Kabul is the fifth fastest growing city in the world. Under the Taliban in 2001 the population was barely 1.5 million; today almost 4 million people call Kabul home. Photo from Recoilweb.com
Mubariz walks me around the camp and explains the unit has three groups, one active, one in training, and one in reserve. On operations they have a 60-man protection unit and three operations groups. They work 15 days on and 15 days off, and they’re set up to respond to a crisis quickly; their goal is to be out the door within five minutes of a call.
He expresses pride that his men can “assess a situation, form a plan, and have all the belligerents dead within minutes. Instead of the hours it used to take, now we can be ready in three minutes.”
To underline the seriousness and intensity of their task, he estimates that last year 97 of his 7,000-person, nationwide staff were killed. The high-casualty rate doesn’t faze his enthusiasm for the task.
The training for the anti-terrorist squad lasts four months with a dropout rate of 10 to 15 percent of the class. “We get better training than the commandos, but we work together,” Raqib tells me, talking about another Afghan special mission unit that operates in the rural areas of the country. “We recruit from all over the country.”
I want to understand how this unit ended the March 2017 hospital attack, the most brutal terrorist act after the recent bomb attack at Camp Shahin. He offers to have his men perform a demonstration.
The men roll up to a practice building in armored Humvees, dismount, and take a knee; they lay out a protective circle and deploy snipers. They set up a command and control center, gather intel, and agree on an entry plan. Then, the teams deploy and breach, clearing each room until they reach the top.
(Photo from Recoilweb.com)
The men are fast, aggressive, and their actions appear well rehearsed. But this is an empty building with a journalist sticking a camera in their faces, not a burning building with martyrs killing their way to a 72-virgin afterlife.
The 222 benefits from the knowledge passed on by foreign military advisors.

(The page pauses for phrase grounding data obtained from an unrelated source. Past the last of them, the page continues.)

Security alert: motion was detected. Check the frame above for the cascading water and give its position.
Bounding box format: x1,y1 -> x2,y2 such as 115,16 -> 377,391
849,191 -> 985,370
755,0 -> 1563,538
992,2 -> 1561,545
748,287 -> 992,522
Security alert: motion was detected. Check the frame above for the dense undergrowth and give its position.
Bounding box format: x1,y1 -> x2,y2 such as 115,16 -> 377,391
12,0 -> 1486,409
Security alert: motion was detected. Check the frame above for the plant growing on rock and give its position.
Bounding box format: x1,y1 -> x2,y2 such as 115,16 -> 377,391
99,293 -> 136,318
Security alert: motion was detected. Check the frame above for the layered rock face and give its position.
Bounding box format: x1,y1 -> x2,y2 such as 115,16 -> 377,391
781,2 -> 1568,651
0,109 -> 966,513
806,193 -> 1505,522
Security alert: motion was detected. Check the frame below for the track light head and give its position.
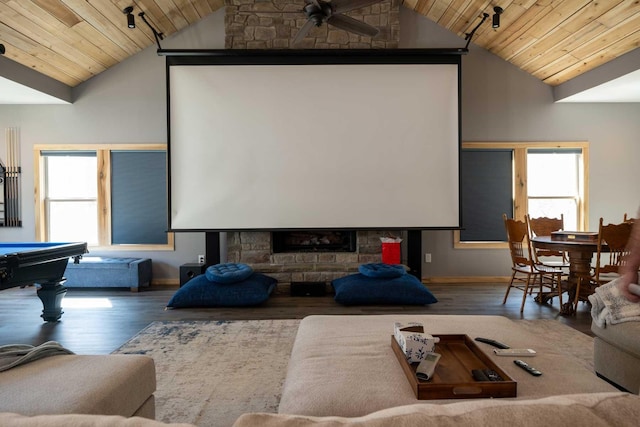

Norwegians from the Marinejegerkommandoen were also on hand supervising and offering training guidance. The Norwegians declined to be officially interviewed, but 222’s opinion of them is effusive. “We love it when they taught us how to shoot off the back of motorcycles in the dark,” one commando laughs.
To understand 222’s tactical response to the Kabul hospital attack, I met with the officer (unnamed at his request) that led the hospital attack.
The soft-spoken colonel describes the siege. “It was Wednesday, March 8, 8:45 in the morning. The first car bomb went off at 9 a.m. at the rear of the hospital. By 9:45 a.m. we were stuck in all kinds of traffic. We travel in armored Humvees, five men to a vehicle. We had to hit cars to get out them out the way. We were waved around to a different entrance from the normal entrance when the second car bomb went off.”
The remnants of a vehicle bomb during the March 8, 2017, ISIS attack on the Sardar Daud Khan Military Hospital in Kabul. (Photo from Recoilweb.com)
The eight-story pink Sardar Mohammad Daud Khan Hospital is in the Wazir Akbar Khan District of Kabul and is the largest military hospital in Afghanistan. Named after the last prime minister before the Soviets landed, the staff provides medical care to members of the Afghan military and their families. There are also two floors filled with wounded Taliban fighters along with a VIP wing; in addition, there are soldiers housed here who are wounded so seriously they can’t be sent home.
“It was complicated when we arrived on scene because we had more than 1,000 doctors, patients, and visitors.” The colonel says there were 400 beds in an eight-floor building and an unknown number of terrorists wearing suicide vests with grenades, knives, and rifles inside. “I was just thinking how we can protect civilians before we can kill the terrorists.”
The men ISIS sent to cause mayhem weren’t just suicide bombers, but fourth-generation suicide fighters called inghimasis, or “those who plunge” into battle. The four attackers were let into the hospital by an employee, the colonel tells us. They put on white lab coats and began to shoot indiscriminately, using knives to kill bedridden victims to conserve ammunition.
“Once the Afghan Army commandos arrived, I stopped everyone and explained how we can work together. We have British SAS tactics; the Afghan Special Forces uses American [tactics]. We have different training and tactics, and we could kill each other.”
The units deconflicted by leap-frogging each other as they cleared the buildings seven floors, floor by floor.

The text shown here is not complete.